We are not at peace. Our life is mark by inconsistency. Something is eating away at us.
So what do we do about it?
A lot of people do nothing. They just live in their rut assuming that for some reason the misery they are feeling is somehow meant to be their lot in life.
Then there are those who take a more proactive approach. They believe that they should be more at ease with themselves and with the world around them, so they employ many different strategies in order to “fix” themselves as they address the problems in their life.
In some cases they look for solutions on the shelves of the local library or bookstore – as they read the latest self-help release from the new age gurus.
In other cases they feel that might be able to get a grip on their problems, and find a happier and more fulfilling life by acting on the advice outlined in 30 minutes by one of the pop psychologists on radio or television.
Or perhaps their search for a solution leads them to one of the many means of escapism: too much television, substance abuse, over-eating, or the total immersion of oneself in one’s job.
Yet, despite all their efforts – these same folks find themselves just as tired and unhappy as those who have done nothing.
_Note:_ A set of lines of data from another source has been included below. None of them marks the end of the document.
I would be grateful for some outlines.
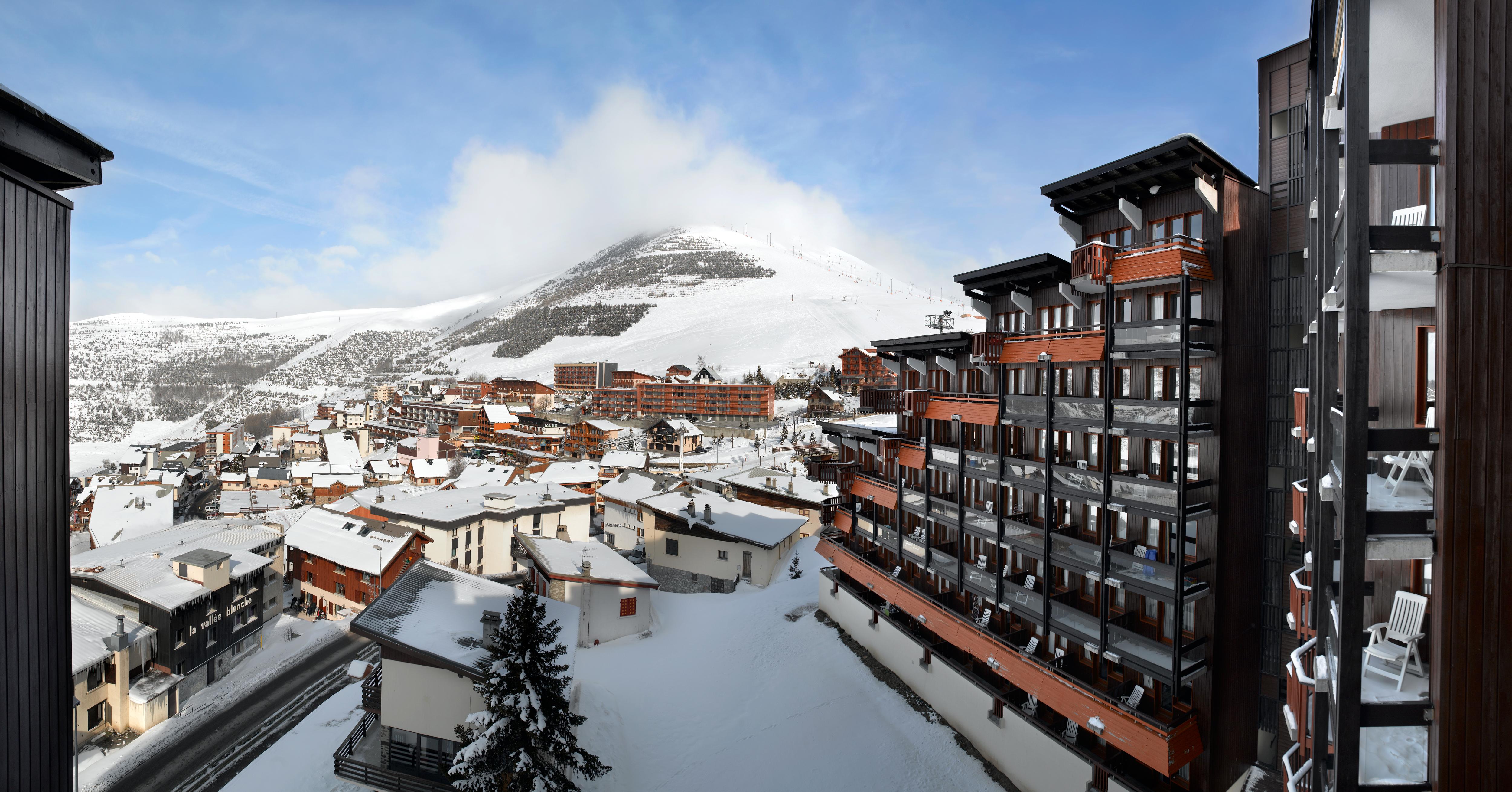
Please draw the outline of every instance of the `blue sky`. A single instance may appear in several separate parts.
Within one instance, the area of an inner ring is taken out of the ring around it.
[[[0,83],[116,154],[74,317],[508,287],[748,222],[916,280],[1067,246],[1039,186],[1193,131],[1255,168],[1273,3],[9,3]]]

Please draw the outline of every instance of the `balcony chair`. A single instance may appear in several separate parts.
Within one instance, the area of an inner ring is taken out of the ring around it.
[[[1391,621],[1371,624],[1365,629],[1370,633],[1370,644],[1365,645],[1364,673],[1380,674],[1397,680],[1397,691],[1408,676],[1408,662],[1417,667],[1417,676],[1426,676],[1423,659],[1418,657],[1417,642],[1423,639],[1423,614],[1427,611],[1427,597],[1397,589],[1397,597],[1391,602]],[[1370,665],[1371,657],[1379,657],[1387,668]],[[1391,673],[1390,664],[1402,664],[1402,670]]]
[[[1427,416],[1424,416],[1423,425],[1429,429],[1433,428],[1433,408],[1427,408]],[[1433,488],[1433,452],[1432,450],[1409,450],[1406,453],[1388,453],[1380,458],[1382,463],[1391,466],[1387,472],[1387,491],[1393,497],[1397,494],[1397,487],[1406,481],[1409,470],[1417,470],[1423,476],[1423,485],[1429,490]]]

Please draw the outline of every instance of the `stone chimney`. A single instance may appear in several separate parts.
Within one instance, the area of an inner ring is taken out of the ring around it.
[[[484,645],[491,644],[493,639],[494,639],[494,636],[499,635],[499,624],[502,623],[502,620],[499,618],[499,612],[497,611],[484,611],[482,612],[482,618],[479,621],[482,621],[482,642],[484,642]]]

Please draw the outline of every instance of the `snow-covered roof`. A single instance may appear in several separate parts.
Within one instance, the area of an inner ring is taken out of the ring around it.
[[[514,417],[514,410],[503,404],[485,404],[482,405],[482,419],[488,423],[516,423],[519,419]]]
[[[416,459],[410,463],[410,475],[417,479],[445,479],[451,469],[451,459]]]
[[[688,512],[688,502],[694,511]],[[683,490],[641,499],[641,505],[656,509],[665,515],[682,518],[692,526],[703,526],[717,534],[724,534],[741,541],[748,541],[761,547],[776,547],[777,543],[797,532],[807,517],[788,514],[782,509],[750,503],[745,500],[726,500],[718,493],[705,490]],[[705,506],[709,508],[709,518],[703,517]]]
[[[191,520],[177,526],[124,538],[115,544],[85,550],[68,559],[70,574],[92,579],[168,611],[178,609],[209,589],[174,574],[171,556],[191,550],[216,550],[231,555],[231,577],[242,579],[272,565],[283,534],[257,520]],[[157,553],[159,558],[153,558]]]
[[[573,459],[552,463],[535,475],[541,484],[593,484],[599,481],[599,463],[593,459]]]
[[[95,547],[162,531],[174,524],[174,488],[100,487],[89,515]]]
[[[525,552],[535,561],[535,568],[547,577],[587,577],[606,583],[638,583],[659,588],[656,579],[646,570],[631,564],[614,547],[602,541],[565,541],[546,537],[520,537]],[[587,561],[588,574],[582,571]]]
[[[289,527],[284,544],[352,570],[378,574],[389,568],[414,534],[413,529],[389,527],[380,520],[363,520],[316,506]]]
[[[420,561],[352,620],[352,632],[396,644],[481,679],[490,661],[482,642],[482,612],[502,615],[510,599],[519,596],[520,589],[511,585]],[[556,621],[561,627],[558,638],[567,648],[558,662],[570,668],[576,661],[578,620],[582,612],[546,597],[541,603],[546,606],[547,621]]]
[[[461,475],[452,479],[452,487],[466,490],[469,487],[503,487],[514,478],[514,466],[507,464],[470,464]]]
[[[340,432],[331,432],[322,435],[322,438],[325,440],[325,461],[331,464],[361,467],[363,452],[357,447],[355,440]]]
[[[682,429],[683,435],[702,435],[703,429],[699,429],[688,419],[661,419],[658,423],[665,423],[673,432]]]
[[[776,481],[776,488],[767,485],[767,479]],[[792,497],[797,500],[807,500],[809,503],[823,505],[838,502],[841,497],[839,488],[833,482],[816,481],[807,476],[794,476],[782,470],[773,470],[770,467],[751,467],[736,473],[729,473],[720,476],[718,481],[730,482],[738,487],[748,487],[753,490],[764,490],[783,497]]]
[[[647,455],[644,450],[611,450],[605,452],[603,459],[599,461],[600,467],[634,467],[643,470],[646,467]]]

In fact, they typically find themselves even more miserable since the rules and regulations and principles and means of escapism that they employed to help themselves actually require a lot great deal of effort while providing nothing of lasting value in return.
Perhaps, as a last ditch effort, some folks turn toward religion! They turn to the values and principles taught by some pastor, preacher, or Sunday School teacher. They turn to the LAWS and COMMANDMENTS of some religion in an attempt to cope with the problems that beset them.
That’s what Paul did. In the later half of Romans 7 we discover that Paul turned toward RELIGION (with all its rules, rituals, regulations, and requirements), only to discover that religion didn’t work either. Paul discovered that the good that he would like to do he did not do and the bad that he did not want to do he ended up doing anyways.